Frequently asked questions
What is a Telegram scraper?
A Telegram scraper is software that exports data Telegram already shows you — most often a public group's member list, with usernames and user IDs — into a structured CSV or JSON file. It can also pull public channel messages, views, and reactions. It doesn't unlock private or hidden data; it just automates collection that would otherwise mean scrolling and copying by hand.
Is there a free Telegram scraper?
Yes — several. Open-source scrapers on GitHub cost nothing, and many Chrome extensions and scraper bots have free tiers. But free is misleading. These tools run on Telegram accounts you supply, and aggressive scraping gets those accounts limited or banned. The cash price is zero; the real cost is account risk, and that bill comes due fast if the tool has no pacing logic.
Can you scrape a Telegram channel's subscriber list?
No. A channel's full subscriber list is hidden from everyone, including the channel owner — it's a Telegram architecture limit, not something a better tool can solve. What you can scrape is a public group's member list, the people who post in a channel's linked discussion group, and public message content. Any service promising a channel's subscriber roster is selling something that doesn't exist.
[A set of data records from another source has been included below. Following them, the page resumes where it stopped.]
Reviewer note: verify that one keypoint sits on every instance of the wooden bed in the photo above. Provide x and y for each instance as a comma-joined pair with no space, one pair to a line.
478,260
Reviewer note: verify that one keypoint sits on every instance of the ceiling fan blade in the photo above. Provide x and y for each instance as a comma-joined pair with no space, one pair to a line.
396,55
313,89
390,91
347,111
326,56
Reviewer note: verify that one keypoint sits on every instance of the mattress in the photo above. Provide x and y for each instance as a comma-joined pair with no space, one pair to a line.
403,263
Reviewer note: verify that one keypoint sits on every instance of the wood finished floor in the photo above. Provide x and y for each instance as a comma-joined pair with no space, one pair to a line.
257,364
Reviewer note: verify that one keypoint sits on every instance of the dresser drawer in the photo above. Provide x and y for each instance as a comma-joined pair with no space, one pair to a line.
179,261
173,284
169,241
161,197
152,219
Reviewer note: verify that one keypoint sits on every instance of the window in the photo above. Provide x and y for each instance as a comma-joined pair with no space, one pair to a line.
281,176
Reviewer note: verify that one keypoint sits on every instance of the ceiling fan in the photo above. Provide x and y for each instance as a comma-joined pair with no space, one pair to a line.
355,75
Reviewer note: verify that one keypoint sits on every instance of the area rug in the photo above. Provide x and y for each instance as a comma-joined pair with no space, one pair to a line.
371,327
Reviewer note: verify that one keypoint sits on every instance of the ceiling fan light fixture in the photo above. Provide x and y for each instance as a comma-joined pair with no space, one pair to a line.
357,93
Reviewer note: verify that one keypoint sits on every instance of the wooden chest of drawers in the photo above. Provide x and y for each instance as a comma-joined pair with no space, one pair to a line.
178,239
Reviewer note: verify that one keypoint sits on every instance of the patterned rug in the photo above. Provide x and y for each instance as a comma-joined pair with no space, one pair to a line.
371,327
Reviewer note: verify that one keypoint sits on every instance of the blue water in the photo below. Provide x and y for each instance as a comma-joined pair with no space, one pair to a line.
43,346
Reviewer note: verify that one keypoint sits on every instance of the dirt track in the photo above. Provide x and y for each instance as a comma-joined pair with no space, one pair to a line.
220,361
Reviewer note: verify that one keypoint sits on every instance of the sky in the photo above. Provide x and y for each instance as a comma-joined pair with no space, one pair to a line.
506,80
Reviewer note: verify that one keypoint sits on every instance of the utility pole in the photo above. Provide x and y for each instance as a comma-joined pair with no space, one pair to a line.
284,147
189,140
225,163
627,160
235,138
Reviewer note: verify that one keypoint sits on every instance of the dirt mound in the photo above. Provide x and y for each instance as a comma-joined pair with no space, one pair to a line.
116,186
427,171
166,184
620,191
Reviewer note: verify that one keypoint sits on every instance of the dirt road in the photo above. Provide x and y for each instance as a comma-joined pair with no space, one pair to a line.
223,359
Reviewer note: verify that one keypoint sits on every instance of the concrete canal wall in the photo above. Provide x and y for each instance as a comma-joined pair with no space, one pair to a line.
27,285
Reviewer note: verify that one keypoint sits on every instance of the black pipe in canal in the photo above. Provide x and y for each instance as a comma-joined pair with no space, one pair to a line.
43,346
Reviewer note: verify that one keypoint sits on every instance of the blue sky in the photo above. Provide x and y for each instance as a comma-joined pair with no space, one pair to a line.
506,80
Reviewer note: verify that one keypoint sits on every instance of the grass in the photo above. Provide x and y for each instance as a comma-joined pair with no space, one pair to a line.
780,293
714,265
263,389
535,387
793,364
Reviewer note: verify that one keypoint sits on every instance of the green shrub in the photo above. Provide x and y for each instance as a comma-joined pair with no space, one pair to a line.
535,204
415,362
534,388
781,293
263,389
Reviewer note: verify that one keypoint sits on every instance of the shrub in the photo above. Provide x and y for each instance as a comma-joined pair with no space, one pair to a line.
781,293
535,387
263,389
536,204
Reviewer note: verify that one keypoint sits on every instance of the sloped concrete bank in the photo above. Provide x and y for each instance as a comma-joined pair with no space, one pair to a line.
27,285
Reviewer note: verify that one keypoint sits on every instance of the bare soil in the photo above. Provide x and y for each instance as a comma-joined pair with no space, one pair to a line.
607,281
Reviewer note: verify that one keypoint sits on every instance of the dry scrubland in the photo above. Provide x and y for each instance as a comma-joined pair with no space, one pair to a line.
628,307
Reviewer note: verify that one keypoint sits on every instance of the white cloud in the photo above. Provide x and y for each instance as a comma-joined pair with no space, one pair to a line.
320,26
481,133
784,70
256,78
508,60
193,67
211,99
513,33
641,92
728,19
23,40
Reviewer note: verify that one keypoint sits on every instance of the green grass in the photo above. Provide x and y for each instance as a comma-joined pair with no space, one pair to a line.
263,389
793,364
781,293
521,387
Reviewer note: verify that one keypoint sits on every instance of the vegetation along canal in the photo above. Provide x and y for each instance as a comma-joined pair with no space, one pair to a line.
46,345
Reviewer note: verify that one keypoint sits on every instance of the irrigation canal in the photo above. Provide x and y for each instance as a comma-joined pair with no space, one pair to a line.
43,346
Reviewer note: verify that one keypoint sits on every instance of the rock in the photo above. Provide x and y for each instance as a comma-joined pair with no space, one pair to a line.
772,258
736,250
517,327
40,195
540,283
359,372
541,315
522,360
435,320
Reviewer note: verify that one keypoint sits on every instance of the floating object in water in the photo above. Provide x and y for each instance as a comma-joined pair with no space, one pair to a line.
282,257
Is it legal to scrape Telegram?
Scraping publicly available data is generally treated as lawful in most jurisdictions, but that's not the whole picture. Telegram's Terms of Service govern what you can do with the data, and scraping private groups you weren't invited to crosses an ethical and likely legal line. If your use case is sensitive or commercial at scale, check the ToS and get proper legal advice.
Will scraping Telegram get my account banned?
It can — but the behavior is what gets flagged, not the word scraper. Telegram's anti-spam system watches for volume and velocity. Scraping through the official API at a measured pace, on a secondary account, keeps the footprint low. Raw web scraping, marathon sessions through hundreds of groups, or scraping then immediately mass-adding is what gets accounts restricted.
What's the best Telegram scraper?
There isn't a single best one — it depends on context. Developers get the most control from Python and Telethon. Non-coders are better served by a no-code cloud tool or a browser extension. Teams that need volume without risking their own accounts use a managed service. Match the tool to your skill level, your data target, and how much account risk you can absorb.
Can you scrape Telegram messages, not just members?
Yes. Message scraping is actually more reliable than member scraping for channels, since channels expose their posts but hide their subscribers. A Telegram message scraper — usually a Python script on Telethon — can pull message text, timestamps, views, reactions, media links, and the sender ID, exporting it to CSV or a SQLite database. It's the standard approach for research and monitoring.
What's the difference between a Telegram scraper and a scraper and adder?
A scraper only extracts the list. A scraper and adder does two jobs — it scrapes members from one group, then adds them into yours. The adder half carries far more ban risk, because adding strangers at volume is a louder signal than reading a member list. Keeping the two steps separate, and pacing the add carefully, is what protects the accounts involved.